5 Ciri Toxic Parent



Belakangan, istilah toxic parent sering bermunculan. Banyak utas (thread seperti yang ada di Twitter) yang membahas mengenai betapa anak yang dibesarkan oleh orang tua toksik merasa tidak dicintai dan bahkan membenci orang tuanya. Sebenarnya apa, sih, definisi dari toxic parent?
 
Psikolog dari Tiga Generasi, Sri Juwita Kusumawardhani, M.Psi., Psikolog, yang akrab dipanggil Wita ini mengatakan bahwa toxic parent adalah istilah populer yang digunakan untuk menyebut disfunctional family. Ia mendefinisikannya sebagai keluarga yang tidak berfungsi sebagaimana mestinya atau tidak sehat.
 
Sederhananya, menurut Wita, orang tua yang toksik tidak bisa memenuhi kebutuhan anak-anaknya. Wita menjelaskan bahwa banyak orang tua yang berpikir bahwa kebutuhan anak hanyalah makan, minum, rumah, atau sekolah. Ia menegaskan bahwa anak-anak tak hanya memiliki kebutuhan fisik, melainkan juga kebutuhan emosional. “Kita sebagai anak, kan, juga butuh kedekatan, kehangatan, diajak ngobrol heart to heart,” ujarnya. Ia menambahkan, “Orang tua toksik itu orang tua yang tidak mampu memberi rasa aman untuk anak-anaknya,” ucapnya.
 
Bagaimana ciri orang tua yang toksik? Ia memberikan pendapatnya:


1. Menelantarkan Kebutuhan Emosional Anak

Wita mengatakan, “Ada yang kebutuhan fisiknya dipenuhi, tapi ada penelantaran secara emosional. Misal, orang tua terlalu sibuk sehingga anak nggak pernah diajak ngobrol, orang tua nggak tahu teman anaknya, nggak tahu gurunya, nggak tahu mata pelajaran kesukaannya.” Orang tua toksik tidak bisa mengerti kebutuhan anak-anak akan kasih sayang.

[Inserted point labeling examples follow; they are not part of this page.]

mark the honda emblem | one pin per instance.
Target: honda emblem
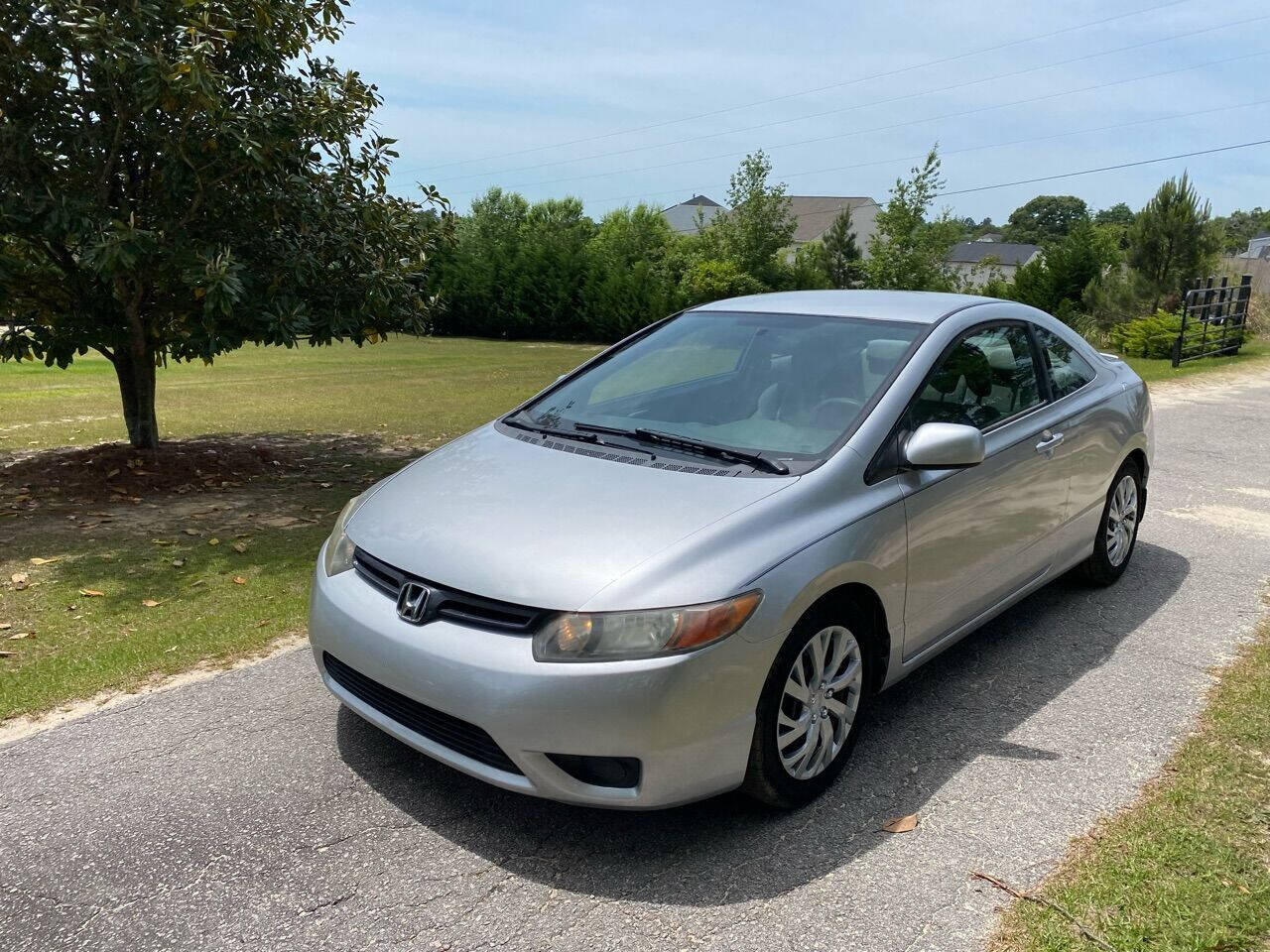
(413, 602)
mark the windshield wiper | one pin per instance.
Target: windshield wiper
(550, 430)
(712, 449)
(580, 433)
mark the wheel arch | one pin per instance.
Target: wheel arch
(857, 597)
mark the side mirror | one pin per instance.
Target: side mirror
(944, 445)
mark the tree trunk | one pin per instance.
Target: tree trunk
(135, 368)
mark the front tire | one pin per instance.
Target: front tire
(1118, 530)
(811, 708)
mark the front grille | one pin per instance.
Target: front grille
(447, 730)
(451, 604)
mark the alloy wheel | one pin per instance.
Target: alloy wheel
(1121, 520)
(820, 702)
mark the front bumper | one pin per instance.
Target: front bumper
(689, 719)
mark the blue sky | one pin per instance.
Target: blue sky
(470, 87)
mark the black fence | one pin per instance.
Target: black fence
(1213, 320)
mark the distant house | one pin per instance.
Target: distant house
(683, 217)
(978, 261)
(816, 214)
(1259, 246)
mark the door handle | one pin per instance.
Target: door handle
(1048, 442)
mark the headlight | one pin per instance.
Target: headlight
(339, 546)
(610, 636)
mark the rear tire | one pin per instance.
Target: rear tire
(1118, 529)
(825, 670)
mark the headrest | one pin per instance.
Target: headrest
(969, 362)
(881, 356)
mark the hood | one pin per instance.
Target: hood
(515, 521)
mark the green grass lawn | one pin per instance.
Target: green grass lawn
(429, 389)
(135, 546)
(1255, 353)
(1188, 867)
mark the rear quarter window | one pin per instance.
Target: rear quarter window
(1069, 371)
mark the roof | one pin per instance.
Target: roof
(683, 217)
(915, 306)
(1005, 252)
(816, 213)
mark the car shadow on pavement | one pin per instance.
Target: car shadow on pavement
(957, 708)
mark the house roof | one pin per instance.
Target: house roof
(683, 217)
(1005, 252)
(816, 213)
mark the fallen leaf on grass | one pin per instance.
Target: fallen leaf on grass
(901, 824)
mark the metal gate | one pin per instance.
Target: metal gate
(1213, 318)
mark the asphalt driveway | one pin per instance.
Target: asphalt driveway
(252, 811)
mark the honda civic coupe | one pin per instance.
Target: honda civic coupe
(689, 565)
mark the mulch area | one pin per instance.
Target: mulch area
(116, 472)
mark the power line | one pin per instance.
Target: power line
(1103, 168)
(952, 151)
(892, 126)
(810, 91)
(856, 107)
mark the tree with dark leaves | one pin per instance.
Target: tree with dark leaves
(180, 178)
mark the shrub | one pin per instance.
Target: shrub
(1147, 336)
(712, 281)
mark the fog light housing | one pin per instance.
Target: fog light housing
(619, 772)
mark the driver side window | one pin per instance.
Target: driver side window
(987, 377)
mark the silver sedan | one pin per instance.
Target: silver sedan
(689, 565)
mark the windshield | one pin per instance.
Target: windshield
(770, 384)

2. Terlalu Pedas Mengkritik

Ia juga mengatakan, bahwa orang tua yang toksik umumnya melakukan kekerasan verbal. Mereka akan mengkritik anaknya tajam saat melakukan kesalahan atau hal yang tidak sesuai dengan standarnya.

3. Anak adalah Pencapaian

Orang tua toksik beranggapan bahwa anak adalah pencapaiannya. “Kalau anaknya berhasil, maka saya adalah orang yang berhasil,” ujar Wita menyampaikan pandangan tentang orang tua toksik. Hal ini membuat anak-anak harus mengikuti semua standar yang diterapkan oleh orang tuanya dan sering kali tidak masuk akal untuknya.

4. Tidak Empati

Ketika anak tidak mampu memenuhi standar, orang tua yang toksik bukannya berempati malah menyalahkan anaknya dan dianggap sebagai tidak mampu.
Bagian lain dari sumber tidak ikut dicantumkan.